When most people think about workplace violence, scenes from mass shootings at businesses from across the nation usually come to mind. Of course, we know in the security industry that workplace violence consists of more than just these violent, deadly outbursts and more frequently involve the intimidation or bullying of a coworker than actual shootings. It’s also not a problem that’s unique to organizations in the private sector.
A report recently published by the U.S. Merit Systems Protection Board revealed some eye-opening statistics as it relates to incidents of violence in the federal workplace. According to a 2010 survey conducted by the agency, which recorded the responses of more than 42,000 full-time, permanent, non-Postal federal employees, 13 percent of federal employees said they had observed an incident of workplace violence in the past two years. The MSPB said when you apply that number to the federal workforce as a whole, it means more than 240,000 employees witnessed an incident of workplace violence between 2008 and 2010.
The overwhelming majority of these incidents were committed by current or former employees. According to the "Employee Perceptions of Federal Workplace Violence" report, only 11 percent of incidents involved people who either had a personal relationship with an employee or didn’t have a connection to the workplace at all. However, injuries and property damage among the incidents that did occur were rare. The survey found that only 15 percent of incidents resulted in actual physical injuries, while 10 percent resulted in property loss or damage.
"Prevention and mitigation of workplace violence is challenging. Limiting physical access to federal workplaces is not enough because the vast majority of perpetrators of federal workplace violence are individuals who, for the most part, have a legitimate reason to be in the workplace," MSPB Chairman Susan Tsui Grundmann said in a statement.

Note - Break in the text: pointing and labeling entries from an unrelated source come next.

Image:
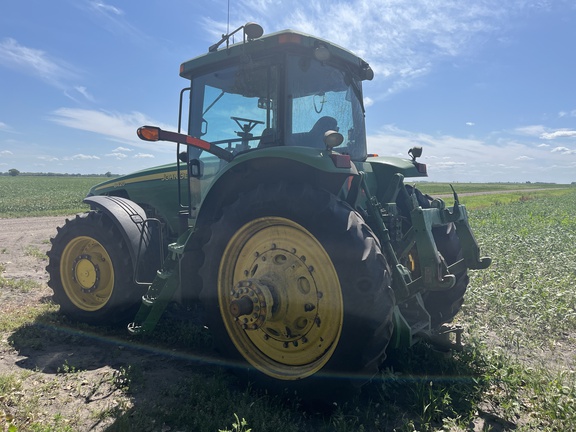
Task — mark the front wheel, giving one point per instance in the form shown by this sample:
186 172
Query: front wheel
295 283
91 271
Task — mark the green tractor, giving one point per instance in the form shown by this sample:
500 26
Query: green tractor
305 255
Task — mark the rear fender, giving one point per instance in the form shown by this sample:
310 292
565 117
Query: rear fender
277 164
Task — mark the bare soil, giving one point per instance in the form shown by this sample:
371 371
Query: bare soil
73 376
81 376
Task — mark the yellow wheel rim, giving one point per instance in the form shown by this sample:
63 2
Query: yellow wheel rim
87 273
280 298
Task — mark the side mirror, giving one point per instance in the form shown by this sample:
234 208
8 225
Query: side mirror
332 139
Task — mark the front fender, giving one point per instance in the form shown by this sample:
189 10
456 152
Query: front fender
129 218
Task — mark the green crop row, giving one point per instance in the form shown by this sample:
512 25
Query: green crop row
23 196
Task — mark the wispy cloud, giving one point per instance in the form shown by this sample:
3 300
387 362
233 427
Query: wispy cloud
81 156
41 65
117 155
562 133
113 19
402 40
36 62
497 155
106 8
115 126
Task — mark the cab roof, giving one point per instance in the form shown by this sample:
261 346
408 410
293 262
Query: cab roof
285 40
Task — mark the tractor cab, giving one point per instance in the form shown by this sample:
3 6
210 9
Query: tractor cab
283 89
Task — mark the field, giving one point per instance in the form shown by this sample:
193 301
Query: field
517 371
22 196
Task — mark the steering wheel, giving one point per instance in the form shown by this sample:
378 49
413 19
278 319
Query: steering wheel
248 123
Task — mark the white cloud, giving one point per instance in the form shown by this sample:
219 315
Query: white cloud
117 155
532 130
35 62
115 126
105 8
402 40
81 156
48 158
495 157
562 133
563 150
567 113
84 92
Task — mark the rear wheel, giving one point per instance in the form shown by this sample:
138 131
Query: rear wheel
91 271
295 284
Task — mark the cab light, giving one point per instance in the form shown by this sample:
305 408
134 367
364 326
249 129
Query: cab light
290 38
148 133
341 161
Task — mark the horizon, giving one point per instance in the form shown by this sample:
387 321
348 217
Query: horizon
486 90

However, unlike many employees in the private sector, the majority of government workers believe their respective agencies are taking the steps necessary to ensure their safety. In fact, 73 percent of survey respondents said they believed their agencies were taking sufficient steps to prevent violence in the workplace. Those numbers are a stark contrast from the results of a survey published last year by guard services firm AlliedBarton. According to the AlliedBarton survey, more than half of those employees surveyed believed that their company's senior leadership was not concerned about workplace violence.
Among the MSPB’s recommendations for dealing with this issue include; having workplace violence prevention programs in place that outline an agency’s responsibility and how they should respond to an incident; bringing agency managers, supervisors and human resource professionals together to ensure these programs adequately address internal threats; gathering data on the prevalence and characteristics of workplace violence incidents within individual agencies; and, have employees become knowledgeable about their agency’s workplace violence policies and know how to report an incident.
Even though it’s preached constantly by security experts, these statistics from the MSPB should serve as a reminder that no organization is immune to the threat of workplace violence, even those with strong security measures already in place like the federal government. And while all of these strategies recommended by the MSPB can also be applied to the private sector, the success of a workplace violence prevention program really depends on an organization’s leadership team taking the proverbial "bull by the horns."
"If your employees don't feel safe and secure, they are not going to do the best job for you. Good leadership is critical to creating a safe, high-achieving workplace," said Bill Whitmore, president and CEO of AlliedBarton and author of the book Potential: Workplace Violence Prevention and Your Organizational Success, speaking during a webinar on the subject earlier this year.